Once you have the correct container, here’s how to use it properly


In past articles of the Garden Gate, we have discussed many different types of containers and why one would use containers in our Rio Grande Valley. Here are some hints and suggestions for the actual potting of your plants.

Be ready to plant. Break up your broken pots all at once so they are ready to use. Photos: Ann Johnston / LFN

First, have an area set up with the items you will be using. If you have to assemble everything each time you need to pot a plant, you will hesitate before even starting. So, keep everything close by or have a permanent location, if you are fortunate. Make sure the spot is close to a water faucet, hose or watering can then gather your soil, spade and item or items being planted.

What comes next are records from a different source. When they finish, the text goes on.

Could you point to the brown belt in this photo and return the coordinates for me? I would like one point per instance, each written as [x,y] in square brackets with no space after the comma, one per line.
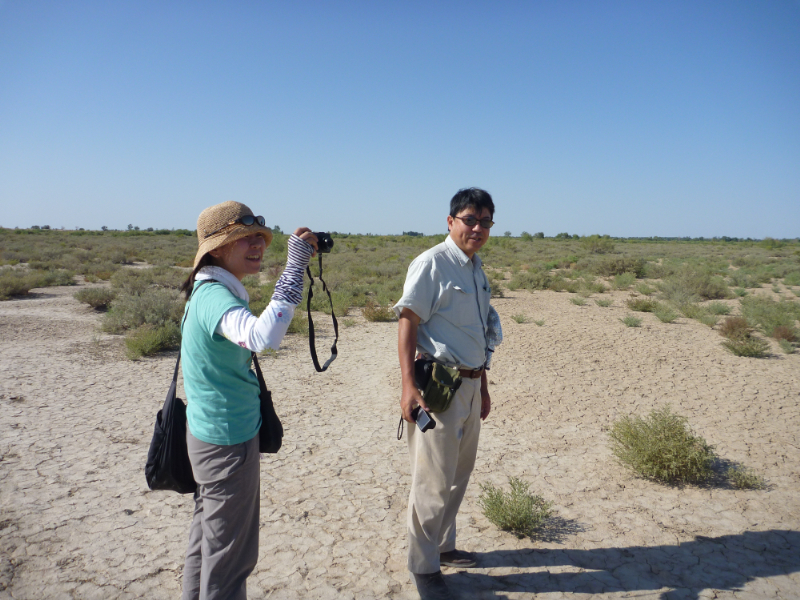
[470,373]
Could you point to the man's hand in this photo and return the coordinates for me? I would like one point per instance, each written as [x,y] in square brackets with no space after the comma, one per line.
[486,400]
[410,398]
[407,350]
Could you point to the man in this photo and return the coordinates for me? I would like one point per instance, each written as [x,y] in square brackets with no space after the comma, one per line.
[445,316]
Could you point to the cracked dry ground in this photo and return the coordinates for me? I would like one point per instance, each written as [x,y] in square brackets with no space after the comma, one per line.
[77,520]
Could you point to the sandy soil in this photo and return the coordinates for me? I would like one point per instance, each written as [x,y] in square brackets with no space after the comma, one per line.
[77,519]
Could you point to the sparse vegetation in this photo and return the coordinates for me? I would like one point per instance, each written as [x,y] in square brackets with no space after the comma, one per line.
[744,478]
[97,298]
[517,511]
[662,447]
[632,321]
[375,312]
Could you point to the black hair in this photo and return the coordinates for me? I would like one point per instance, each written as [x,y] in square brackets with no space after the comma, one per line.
[188,285]
[471,197]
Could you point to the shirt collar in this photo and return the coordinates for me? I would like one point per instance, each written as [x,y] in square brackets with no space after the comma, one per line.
[460,255]
[226,278]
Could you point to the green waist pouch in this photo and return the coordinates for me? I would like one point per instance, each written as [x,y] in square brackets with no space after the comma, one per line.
[441,385]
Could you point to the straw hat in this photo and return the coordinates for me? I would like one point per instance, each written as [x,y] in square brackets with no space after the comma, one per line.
[218,225]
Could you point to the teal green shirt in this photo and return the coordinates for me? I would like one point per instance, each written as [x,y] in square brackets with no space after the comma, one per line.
[223,404]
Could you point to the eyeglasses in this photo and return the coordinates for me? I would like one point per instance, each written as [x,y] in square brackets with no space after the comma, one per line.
[246,220]
[470,221]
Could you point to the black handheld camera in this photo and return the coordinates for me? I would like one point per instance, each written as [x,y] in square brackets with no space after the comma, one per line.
[423,419]
[324,242]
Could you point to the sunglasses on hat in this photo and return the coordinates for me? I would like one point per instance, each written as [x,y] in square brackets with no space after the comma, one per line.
[246,220]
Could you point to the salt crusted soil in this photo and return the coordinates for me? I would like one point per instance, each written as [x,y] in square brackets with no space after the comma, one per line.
[77,519]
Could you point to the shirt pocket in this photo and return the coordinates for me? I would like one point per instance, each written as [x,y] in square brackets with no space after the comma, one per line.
[462,306]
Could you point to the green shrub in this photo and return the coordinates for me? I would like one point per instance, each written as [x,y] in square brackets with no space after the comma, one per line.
[642,304]
[517,511]
[718,308]
[155,307]
[596,244]
[662,447]
[644,289]
[769,315]
[148,339]
[735,327]
[623,281]
[97,298]
[744,478]
[618,266]
[665,313]
[750,347]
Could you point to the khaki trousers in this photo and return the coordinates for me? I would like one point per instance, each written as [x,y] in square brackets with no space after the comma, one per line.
[442,460]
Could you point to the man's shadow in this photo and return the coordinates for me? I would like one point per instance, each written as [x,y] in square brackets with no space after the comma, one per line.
[721,563]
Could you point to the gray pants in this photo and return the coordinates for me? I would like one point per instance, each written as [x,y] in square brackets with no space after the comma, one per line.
[223,538]
[442,460]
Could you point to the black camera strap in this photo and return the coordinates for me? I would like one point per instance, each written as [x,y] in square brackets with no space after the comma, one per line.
[334,351]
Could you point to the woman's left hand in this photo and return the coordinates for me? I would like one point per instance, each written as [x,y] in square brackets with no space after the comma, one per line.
[305,234]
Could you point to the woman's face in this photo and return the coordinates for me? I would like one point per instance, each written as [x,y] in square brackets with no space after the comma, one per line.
[241,257]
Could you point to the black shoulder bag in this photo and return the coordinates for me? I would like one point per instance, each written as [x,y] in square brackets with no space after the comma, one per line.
[168,466]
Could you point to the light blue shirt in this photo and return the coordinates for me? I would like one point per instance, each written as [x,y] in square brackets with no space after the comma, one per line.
[450,294]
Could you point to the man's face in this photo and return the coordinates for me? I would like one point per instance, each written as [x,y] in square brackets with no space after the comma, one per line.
[469,239]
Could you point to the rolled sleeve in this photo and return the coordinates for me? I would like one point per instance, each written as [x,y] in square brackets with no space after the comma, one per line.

Plan ahead as to where your completed container will finally be placed. If the container is large, you might need to do all or part of the work where it will end up because of the weight and difficulty moving it.

Keep your gloves, yard flags, square bottles, watering cans, etc., in small containers and in one place.

Next, if using a clay pot, soak it first in a bucket of water. Have the soil already moist and then soak the plant in its original plastic pot so that its root ball is wet. Now you will have a good healthy start for your plant.

Finally, set your plant into the soil in the container, add some damp soil, if needed, and water the whole thing again gently.

Suggestions: Leave the soil two inches or so below the container rim to prevent the soil washing out when watering.

• If planting seeds or bulbs, read the directions on the packet or container as to how deep to plant them. Be sure to put the bulb’s root end down. Some are difficult to tell what is right side up, but there is usually a sketch to help you.
• The bigger the pot, the less often you have to water. Small containers might need to be watered every day.
• Plastic or ceramic pots need less watering than clay as clay soaks up the moisture for itself.
• Following the directions on the jar and mix some water-retaining crystals into your soil before planting.
• Be sure the container is in the amount of sun or shade needed by the plant. Don’t place containers in areas that might be too windy or have rain draining off the roof.

Put pegboard on the back of a door to hold small items.

Hints: Be comfortable while working. In our area that probably means having a fan (and therefore an electric plug) nearby. Turn on music and keep the area clean so you will enjoy coming back there.

• Be sure your containers have drain holes! When watering pots, let water run until water is draining out the drain hole. Otherwise, you might only be watering the top few inches of your soil.
• Repurpose items you already have. Instead of just using your bucket for mopping, fill it full of water and soak your pot in it when starting a new container. Use any 4-6 inch deep container like a plastic shoe box to soak your bedding plants before planting. Look at what you already own rather than buying something new that then needs a storage place.
• Use broken pot shards to block the drain hole in a pot. Pebbles or rocks work, too.
• Save time by preparing some items all at once. For instance, spend a little time breaking up your cracked pots so that chore is done and material is ready to use.
• There are gloves made for potting that are thinner and made for working in muddy or wet soil instead of the heavy cotton or leather gloves that make it difficult to “feel” what you are handling.